Prof. Segerson appointed to NAS climate change committee

segersonProfessor Kathy Segerson was recently appointed to the National Academy of Sciences (NAS) National Research Council (NRC) Committee to Advise the U.S. Global Change Research Program. The U.S. Global Change Research Program (USGCRP) (http://www.globalchange.gov/) was mandated by Congress in the Global Change Research Act (GCRA) of 1990 to “assist the Nation and the world to understand, assess, predict, and respond to human-induced and natural processes of global change.” Every four years it prepares the National Climate Assessment (NCA), which provides an overview of what is currently known about the impacts of climate change on the United States, now and in the future.  In May 2014, the USGCRP released the third NCA (http://nca2014.globalchange.gov/). The NRC Committee provides ongoing and focused advice to the USGCRP, including formal reviews of the NCAs.  It is comprised of 20 individuals from academia, government, and the private sector, with a wide range of disciplinary backgrounds, including economics, engineering, risk communication, sociology and ecology. Professor Segerson’s appointment to the Committee is for three years.

Profs. Hallwood and Miceli Complete Manuscript

Uconn sealProfessors Paul Hallwood and Thomas Miceli have just completed the manuscript of their book, Maritime Piracy and its Control: An Economic Analysis, which will be published by Palgrave-Macmillan. A brief synopsis follows:

Piracy is the oldest international crime, and in international law pirates are regarded as the ‘enemies of mankind’. While prevalent in the seventeenth and eighteenth centuries, piracy has not gone away. Today it primarily afflicts the waters off two continents – East and West Africa and Southeast Asian. It is a serious threat to international shipping, and it imposes high financial costs as well as costs in terms of human life and welfare.  Over the last ten years 3,000 or more pirate attacks, actual or attempted, have been reported, with annual costs estimated to be in the range of $6 billion to $7 billion.

The application of economic theory to maritime piracy is a direct application of the economic theory of law enforcement, and relies on two fundamental principles: first, that pirates behave rationally in the sense that they respond to threatened sanctions in deciding whether or not to commit illegal acts, and second, that an enforcement authority (whether under the control of a single government or a coalition of governments) stands ready to enforce those sanctions.

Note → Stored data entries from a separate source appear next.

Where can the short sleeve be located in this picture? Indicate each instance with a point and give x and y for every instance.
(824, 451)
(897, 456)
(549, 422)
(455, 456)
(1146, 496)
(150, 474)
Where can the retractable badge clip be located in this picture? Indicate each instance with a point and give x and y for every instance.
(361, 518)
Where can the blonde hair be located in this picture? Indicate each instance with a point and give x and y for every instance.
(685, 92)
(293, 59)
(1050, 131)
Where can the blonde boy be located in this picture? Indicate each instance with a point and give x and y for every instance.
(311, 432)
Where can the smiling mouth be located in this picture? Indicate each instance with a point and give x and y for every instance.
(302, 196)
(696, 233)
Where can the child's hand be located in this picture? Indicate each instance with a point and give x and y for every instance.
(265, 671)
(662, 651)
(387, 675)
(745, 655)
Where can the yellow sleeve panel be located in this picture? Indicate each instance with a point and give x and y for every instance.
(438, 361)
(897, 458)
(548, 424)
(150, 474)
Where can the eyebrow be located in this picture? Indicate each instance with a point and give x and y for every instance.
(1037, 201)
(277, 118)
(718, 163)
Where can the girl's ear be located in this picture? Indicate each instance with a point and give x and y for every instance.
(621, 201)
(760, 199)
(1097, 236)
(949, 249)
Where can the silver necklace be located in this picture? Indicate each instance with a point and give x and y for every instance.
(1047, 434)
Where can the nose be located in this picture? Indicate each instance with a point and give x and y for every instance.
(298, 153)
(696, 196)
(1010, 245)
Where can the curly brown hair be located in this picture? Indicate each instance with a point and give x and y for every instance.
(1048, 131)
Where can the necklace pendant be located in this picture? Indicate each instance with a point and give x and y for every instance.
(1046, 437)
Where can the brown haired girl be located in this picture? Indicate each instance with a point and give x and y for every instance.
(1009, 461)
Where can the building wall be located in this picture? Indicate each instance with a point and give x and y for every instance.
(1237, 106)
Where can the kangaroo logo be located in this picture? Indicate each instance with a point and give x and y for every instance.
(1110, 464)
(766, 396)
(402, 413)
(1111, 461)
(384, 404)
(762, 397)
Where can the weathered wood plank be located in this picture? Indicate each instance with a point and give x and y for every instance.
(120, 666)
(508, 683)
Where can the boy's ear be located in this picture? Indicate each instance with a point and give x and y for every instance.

With respect to the first of these claims, there is considerable evidence that domestic offenders do in fact respond to threatened punishments.  As for modern-day pirates, the huge material gain that they can earn from their criminal activity is surely an important objective, notwithstanding claims that Somali pirates are acting in response to overfishing and other unfair practices by foreign agents in Somali waters.

As to enforcement, we offer several reasons for the apparent insufficiency of enforcement efforts against maritime piracy. These include the public good nature of law enforcement in general; the high cost of detaining, prosecuting, and incarcerating pirates; and inconsistent (or in some cases non-existent) national laws against piracy. To understand why these problems have been allowed to persist, we examine the main features of international law that governs the conduct of nations, and conclude by reviewing several proposals that have been made for improving international enforcement efforts.  Our hope is that the application of economic theory to maritime piracy will lead to a better understanding of the nature of the problem while improving the quality of the debate regarding alternative responses.